都市を基盤とする企業利益が「国益」の指標となり、「国策」としてダム計画を持ってくる。農山村はあらゆる意味で自立の条件と未来への展望を奪われ、何か志を抱く若者は都市を目指す以外にはないように信じ込まされてきた。「徳山ダムには反対運動はなかった」のは、都市による人と資源の収奪、経済発展と科学技術への信仰とがもたらした必然であった。】
【ある旧徳山村民が言う。「今でも村を出たのが良いか悪いか分からない。ただ出てきたことで、子供に教育をつけてやることができた。これだけは良かったと思っている。」
首都圏に育ち、かつて大学を拒否して中退した筆者には、胸を突かれる言葉であった。学歴信仰は否定してきたが、都市で多くの情報に接する機会を得ることは、人としての幸福追求のための有利な条件となるという見方は否定していなかった。だがその背景には、東京を中心とする大都市を知性の頂点と考え、情報が一方的に流れるのを当然と考えてきた価値観、「進んだ都市と遅れた農村」という思い込みがありはしなかったか。そうであれば、たとえ「反体制」的な言辞を弄したとしても、中央集権・官僚支配の政治システムと表裏をなすものに他ならないのではなかったか。
経済的条件もさることながら、この種の思い込みや価値観が、農山村住民の離村を促進させ、ダムや原発や産廃施設の受け入れを強いてきたのではないだろうか。】
(「SD21」 2000年 9月号 原稿より)
☆ 「SD21」 2000年8月号原稿 PDFファイル
http://www.tokuyamadam-chushi.net/sonota6/sd21-2000-08.pdf
☆ 「SD21」 2000年 9月号原稿 PDFファイル
http://www.tokuyamadam-chushi.net/sonota6/sd21-2000-09.pdf
娘さんのほうが正しいことを理解してしまっている、それでも自分の選択を否定しきれない六ヶ所村の父親の姿は、私たちの来し方の投影のように感じます。
ダムと原発は違います。
が、「進んだ都市(の価値観)」が「遅れた農村」に押しつけたという構造は共通しています。

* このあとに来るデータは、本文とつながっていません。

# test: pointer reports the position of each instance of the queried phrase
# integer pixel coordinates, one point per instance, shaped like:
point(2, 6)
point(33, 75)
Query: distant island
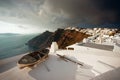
point(70, 35)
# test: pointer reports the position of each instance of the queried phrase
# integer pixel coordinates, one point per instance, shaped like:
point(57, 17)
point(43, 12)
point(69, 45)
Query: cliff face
point(61, 36)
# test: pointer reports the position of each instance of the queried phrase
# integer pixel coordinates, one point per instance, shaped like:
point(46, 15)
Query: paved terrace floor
point(98, 46)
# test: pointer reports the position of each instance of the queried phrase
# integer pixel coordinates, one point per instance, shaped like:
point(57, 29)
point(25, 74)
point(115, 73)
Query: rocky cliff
point(63, 37)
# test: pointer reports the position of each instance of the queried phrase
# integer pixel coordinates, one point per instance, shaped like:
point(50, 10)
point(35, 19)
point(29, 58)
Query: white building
point(116, 48)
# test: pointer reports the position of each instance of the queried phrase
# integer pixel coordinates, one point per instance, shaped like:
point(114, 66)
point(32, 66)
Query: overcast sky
point(39, 15)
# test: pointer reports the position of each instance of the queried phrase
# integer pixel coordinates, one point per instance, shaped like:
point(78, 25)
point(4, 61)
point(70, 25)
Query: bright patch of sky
point(17, 28)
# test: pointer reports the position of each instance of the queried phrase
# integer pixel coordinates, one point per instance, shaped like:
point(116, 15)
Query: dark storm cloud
point(86, 11)
point(61, 12)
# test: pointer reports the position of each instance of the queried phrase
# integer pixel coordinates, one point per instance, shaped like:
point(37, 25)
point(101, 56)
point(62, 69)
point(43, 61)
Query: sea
point(14, 44)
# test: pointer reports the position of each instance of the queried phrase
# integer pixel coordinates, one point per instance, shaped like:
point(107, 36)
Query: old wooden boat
point(33, 58)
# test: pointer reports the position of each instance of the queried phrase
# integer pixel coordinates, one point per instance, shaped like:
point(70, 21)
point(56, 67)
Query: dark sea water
point(13, 44)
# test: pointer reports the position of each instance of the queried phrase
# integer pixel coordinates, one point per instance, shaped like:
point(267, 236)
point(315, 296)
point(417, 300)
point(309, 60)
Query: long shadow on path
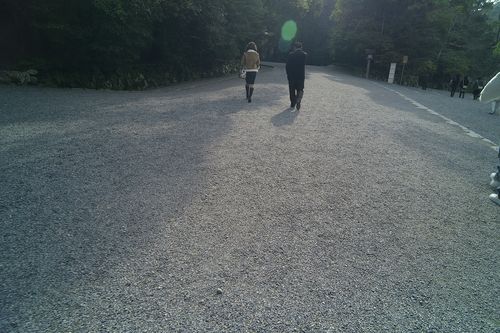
point(285, 117)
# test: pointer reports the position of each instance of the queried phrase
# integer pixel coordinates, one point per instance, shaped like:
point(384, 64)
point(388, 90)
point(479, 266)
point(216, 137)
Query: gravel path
point(186, 209)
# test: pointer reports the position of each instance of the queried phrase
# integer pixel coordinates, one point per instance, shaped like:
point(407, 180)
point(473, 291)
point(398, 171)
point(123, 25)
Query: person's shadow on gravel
point(285, 117)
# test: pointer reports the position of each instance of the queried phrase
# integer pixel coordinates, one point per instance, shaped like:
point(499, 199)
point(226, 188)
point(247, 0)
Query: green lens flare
point(289, 30)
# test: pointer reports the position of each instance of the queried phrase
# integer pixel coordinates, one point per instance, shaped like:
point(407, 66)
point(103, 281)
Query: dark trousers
point(296, 89)
point(453, 89)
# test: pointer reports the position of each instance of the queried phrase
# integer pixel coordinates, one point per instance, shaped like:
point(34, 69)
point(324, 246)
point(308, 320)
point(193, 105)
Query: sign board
point(392, 72)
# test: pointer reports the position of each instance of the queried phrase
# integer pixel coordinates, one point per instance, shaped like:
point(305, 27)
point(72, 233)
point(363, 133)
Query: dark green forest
point(136, 44)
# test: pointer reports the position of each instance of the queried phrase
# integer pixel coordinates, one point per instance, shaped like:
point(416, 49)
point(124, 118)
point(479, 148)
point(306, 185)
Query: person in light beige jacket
point(250, 63)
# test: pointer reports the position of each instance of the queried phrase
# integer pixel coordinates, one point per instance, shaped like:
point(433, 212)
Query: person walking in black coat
point(296, 73)
point(454, 84)
point(463, 86)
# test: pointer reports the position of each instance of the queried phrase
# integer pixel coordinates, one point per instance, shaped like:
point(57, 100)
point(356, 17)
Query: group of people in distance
point(461, 84)
point(295, 72)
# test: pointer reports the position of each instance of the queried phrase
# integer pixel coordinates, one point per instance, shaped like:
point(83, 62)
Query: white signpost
point(392, 72)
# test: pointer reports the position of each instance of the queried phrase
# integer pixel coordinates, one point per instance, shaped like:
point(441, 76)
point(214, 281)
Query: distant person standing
point(250, 63)
point(464, 83)
point(296, 74)
point(454, 84)
point(477, 87)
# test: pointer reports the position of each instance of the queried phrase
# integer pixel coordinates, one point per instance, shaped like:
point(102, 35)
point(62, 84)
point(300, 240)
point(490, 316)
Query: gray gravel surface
point(187, 209)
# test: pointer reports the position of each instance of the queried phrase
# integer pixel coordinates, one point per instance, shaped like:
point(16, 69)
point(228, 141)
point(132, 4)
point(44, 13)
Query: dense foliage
point(130, 44)
point(441, 38)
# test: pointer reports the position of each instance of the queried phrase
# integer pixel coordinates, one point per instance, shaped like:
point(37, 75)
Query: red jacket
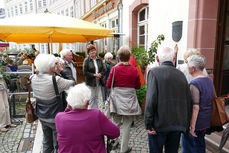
point(125, 76)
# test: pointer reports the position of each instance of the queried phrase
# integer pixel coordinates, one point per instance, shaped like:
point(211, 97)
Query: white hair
point(165, 54)
point(60, 60)
point(64, 52)
point(44, 62)
point(108, 55)
point(78, 96)
point(197, 61)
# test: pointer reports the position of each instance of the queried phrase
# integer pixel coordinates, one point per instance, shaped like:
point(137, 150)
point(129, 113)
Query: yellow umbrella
point(51, 28)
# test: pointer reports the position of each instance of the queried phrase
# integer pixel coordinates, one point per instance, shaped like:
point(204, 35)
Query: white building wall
point(62, 7)
point(162, 14)
point(126, 20)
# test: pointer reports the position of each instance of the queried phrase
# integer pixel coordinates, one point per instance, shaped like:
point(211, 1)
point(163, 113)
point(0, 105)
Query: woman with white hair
point(82, 130)
point(108, 64)
point(184, 68)
point(125, 105)
point(69, 65)
point(202, 94)
point(47, 105)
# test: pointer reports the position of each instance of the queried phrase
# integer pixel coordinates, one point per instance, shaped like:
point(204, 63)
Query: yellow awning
point(51, 28)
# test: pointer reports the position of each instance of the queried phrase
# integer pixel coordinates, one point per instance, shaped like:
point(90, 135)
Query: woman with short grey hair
point(124, 105)
point(202, 94)
point(47, 106)
point(81, 130)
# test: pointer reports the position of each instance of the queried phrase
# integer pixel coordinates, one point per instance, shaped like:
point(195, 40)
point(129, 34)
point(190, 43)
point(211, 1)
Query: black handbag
point(29, 110)
point(49, 108)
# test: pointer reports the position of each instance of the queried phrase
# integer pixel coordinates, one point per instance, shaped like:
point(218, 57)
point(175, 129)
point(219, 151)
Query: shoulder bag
point(109, 99)
point(219, 115)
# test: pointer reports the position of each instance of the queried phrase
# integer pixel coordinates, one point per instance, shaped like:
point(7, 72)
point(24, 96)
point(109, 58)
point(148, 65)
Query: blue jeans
point(192, 144)
point(50, 144)
point(169, 140)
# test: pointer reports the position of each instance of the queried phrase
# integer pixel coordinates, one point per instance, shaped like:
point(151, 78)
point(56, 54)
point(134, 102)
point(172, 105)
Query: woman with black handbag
point(46, 88)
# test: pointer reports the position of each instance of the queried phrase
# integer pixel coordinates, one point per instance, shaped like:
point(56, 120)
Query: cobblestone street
point(18, 139)
point(21, 139)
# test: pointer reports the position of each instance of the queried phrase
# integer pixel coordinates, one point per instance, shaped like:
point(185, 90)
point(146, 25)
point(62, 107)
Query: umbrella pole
point(48, 48)
point(50, 37)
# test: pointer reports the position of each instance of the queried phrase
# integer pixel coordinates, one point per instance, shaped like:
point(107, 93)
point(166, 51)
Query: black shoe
point(129, 150)
point(115, 145)
point(132, 124)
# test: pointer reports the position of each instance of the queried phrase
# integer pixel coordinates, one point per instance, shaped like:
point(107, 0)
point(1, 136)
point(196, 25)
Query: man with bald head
point(168, 104)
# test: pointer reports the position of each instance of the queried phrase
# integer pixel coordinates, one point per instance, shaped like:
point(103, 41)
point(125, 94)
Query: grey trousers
point(50, 144)
point(224, 138)
point(124, 123)
point(95, 97)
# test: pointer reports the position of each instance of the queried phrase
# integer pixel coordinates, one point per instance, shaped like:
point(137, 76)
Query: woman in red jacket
point(125, 104)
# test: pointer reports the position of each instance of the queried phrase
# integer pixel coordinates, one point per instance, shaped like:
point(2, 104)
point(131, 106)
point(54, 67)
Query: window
point(62, 12)
point(81, 7)
point(12, 11)
point(16, 11)
point(39, 4)
point(8, 12)
point(44, 3)
point(143, 16)
point(87, 3)
point(67, 12)
point(26, 7)
point(78, 9)
point(71, 11)
point(93, 2)
point(31, 5)
point(20, 8)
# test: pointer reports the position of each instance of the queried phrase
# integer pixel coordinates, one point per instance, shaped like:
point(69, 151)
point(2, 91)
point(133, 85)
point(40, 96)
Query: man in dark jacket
point(69, 65)
point(168, 104)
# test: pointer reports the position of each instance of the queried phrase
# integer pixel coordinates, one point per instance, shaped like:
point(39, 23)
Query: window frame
point(145, 24)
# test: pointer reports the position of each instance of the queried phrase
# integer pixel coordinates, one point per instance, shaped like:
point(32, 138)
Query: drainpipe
point(120, 9)
point(35, 6)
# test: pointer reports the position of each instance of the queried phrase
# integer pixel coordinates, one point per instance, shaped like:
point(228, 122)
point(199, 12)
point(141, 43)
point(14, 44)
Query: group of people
point(178, 102)
point(81, 126)
point(175, 108)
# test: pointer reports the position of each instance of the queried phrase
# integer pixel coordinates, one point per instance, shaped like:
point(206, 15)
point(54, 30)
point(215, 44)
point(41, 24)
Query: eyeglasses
point(93, 50)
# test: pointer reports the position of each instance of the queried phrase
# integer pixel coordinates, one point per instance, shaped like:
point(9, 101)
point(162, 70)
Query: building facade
point(22, 7)
point(187, 23)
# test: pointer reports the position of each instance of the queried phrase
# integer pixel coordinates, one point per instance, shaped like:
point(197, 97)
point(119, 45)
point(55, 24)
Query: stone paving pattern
point(21, 138)
point(18, 139)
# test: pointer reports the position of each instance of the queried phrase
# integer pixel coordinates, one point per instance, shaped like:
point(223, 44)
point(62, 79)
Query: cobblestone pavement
point(19, 139)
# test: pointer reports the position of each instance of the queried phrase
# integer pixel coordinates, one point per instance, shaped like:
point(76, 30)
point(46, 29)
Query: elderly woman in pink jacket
point(82, 130)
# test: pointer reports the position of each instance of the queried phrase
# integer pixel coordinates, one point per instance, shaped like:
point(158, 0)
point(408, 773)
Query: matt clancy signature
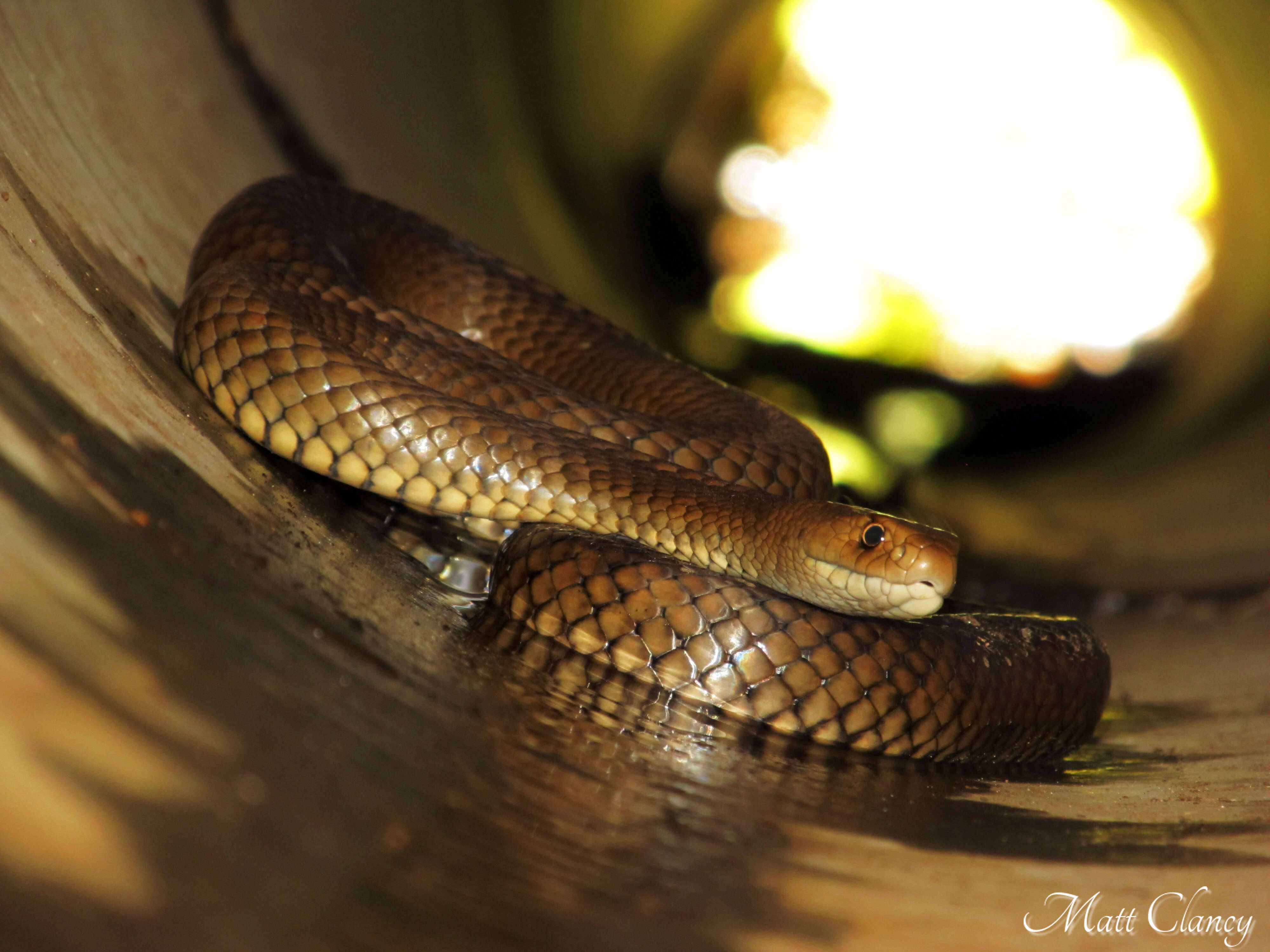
point(1163, 917)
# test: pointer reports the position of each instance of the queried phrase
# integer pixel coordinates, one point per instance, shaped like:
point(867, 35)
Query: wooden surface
point(234, 718)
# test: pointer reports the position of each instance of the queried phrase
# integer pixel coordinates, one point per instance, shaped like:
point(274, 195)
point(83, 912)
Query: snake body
point(377, 348)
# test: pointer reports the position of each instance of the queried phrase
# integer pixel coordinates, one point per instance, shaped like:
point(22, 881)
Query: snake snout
point(933, 563)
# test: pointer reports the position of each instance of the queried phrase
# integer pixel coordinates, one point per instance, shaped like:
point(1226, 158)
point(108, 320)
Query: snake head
point(866, 563)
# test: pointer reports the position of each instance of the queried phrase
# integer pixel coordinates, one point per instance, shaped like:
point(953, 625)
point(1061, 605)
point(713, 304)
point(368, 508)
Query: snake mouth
point(859, 593)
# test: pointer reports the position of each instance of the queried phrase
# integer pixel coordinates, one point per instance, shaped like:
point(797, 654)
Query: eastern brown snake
point(377, 348)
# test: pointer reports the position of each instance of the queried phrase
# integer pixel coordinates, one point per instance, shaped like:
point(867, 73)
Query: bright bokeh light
point(911, 426)
point(853, 461)
point(1008, 183)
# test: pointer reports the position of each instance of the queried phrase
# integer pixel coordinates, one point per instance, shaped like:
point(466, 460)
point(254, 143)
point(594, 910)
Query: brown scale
point(639, 630)
point(504, 402)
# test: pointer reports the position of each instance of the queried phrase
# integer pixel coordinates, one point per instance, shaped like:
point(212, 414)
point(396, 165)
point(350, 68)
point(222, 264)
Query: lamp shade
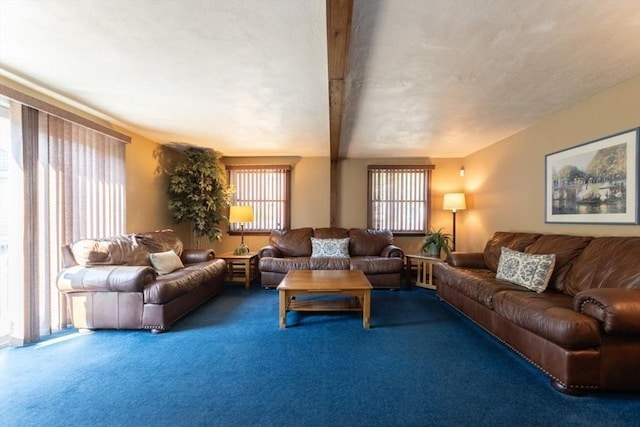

その価値観の積極的な担い手だったのか、あるいは消極的に流されたのかの違いはあっても、その価値観を否定できずに現役世代を過ごした私たち団塊の世代は、今の日本の惨状を作り出した責任の一端は免れられ無いと、私は思います。
改めて、自分なりの「未来への伝言」をどんなふうにのこすのかを考えさせられました。
多くの人に観て、考えて頂きたい映画です。